Pennine Journey waymarkers in the Yorkshire Dales national park

A long-distance trail based on a pre-war work by Alfred Wainwright has now appeared on the latest Ordnance Survey maps.

The Pennine Journey route was devised by Wainwright aficionado David Pitt and his wife Heather and follows roughly the itinerary of the famously taciturn author’s formative 1938 journey up the spine of northern England.

The latest edition of OS’s Yorkshire Dales map now shows the beginning and end of the circular route, north of Settle on the southern fringe of the Dales.

Subsequent planned revisions of the maps will eventually show the whole of the 398km (247-mile) trail which leads up to Hadrian’s Wall before turning south again to end at Settle.

The southern sections of the Pennine Journey are on the Explorer OL2 paper map. The whole route has now been waymarked with the support of the Pennine Journey Supporters Club, of which the Pitts are founder members.

The club made available to Ordnance Survey the hand-drawn route maps from the Journey’s guidebook which were produced by the club’s president Ron Scholes, a writer of walking guides and who was a friend of Alfred Wainwright.

David and Heather Pitt at Feizor, on the route of A Pennine Journey, with Ron Scholes, left, who collaborated on the guide

David and Heather Pitt at Feizor, on the route of A Pennine Journey, with Ron Scholes, left, who collaborated on the guide

David Pitt said: “Alfred Wainwright’s love of maps and his high regard for the work of the Ordnance Survey is well documented.

“On one occasion he said ‘I admire their work immensely, being lost in admiration of all their work.
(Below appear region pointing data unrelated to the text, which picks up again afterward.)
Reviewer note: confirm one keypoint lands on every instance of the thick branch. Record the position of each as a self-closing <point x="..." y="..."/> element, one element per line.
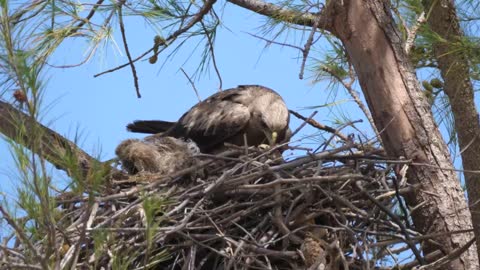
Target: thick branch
<point x="454" y="67"/>
<point x="284" y="14"/>
<point x="56" y="149"/>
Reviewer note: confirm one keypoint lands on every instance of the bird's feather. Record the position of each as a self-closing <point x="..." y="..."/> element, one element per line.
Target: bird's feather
<point x="150" y="126"/>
Their maps are, as ever, my favourite reading. They are a fine example of dedicated effort and meticulous accuracy.

“‘My private sanctum at home is crammed with Ordnance maps, most of them dog-eared with over-much use but all loved and respected and handled with reverence’.”

Mr Pitt added: “Then this tangible tribute to the man, who 30 years after his Pennine Journey wrote what many consider to be the definitive guide to the Pennine Way and followed that five years later with his very successful Coast to Coast Walk, will have the recognition that his work in the field of long-distance footpath walking deserves.”

Wainwright’s original A Pennine Journey, a personal account of his trip in an England threatened by the gathering clouds of the Second World War, lay unpublished until 1986, after he had become an established figure following the publication of his Pictorial Guides to the Lakeland Fells.

His original Pennine Journey route often took to minor roads, but the Pitts have adapted it to steer clear of roads as much as possible.

David Pitt’s guidebook to the route was published in 2010 after work with the Wainwright Society. The Pennine Journey Supporters Club was later formed to raise funds to have the route recognised and waymarked.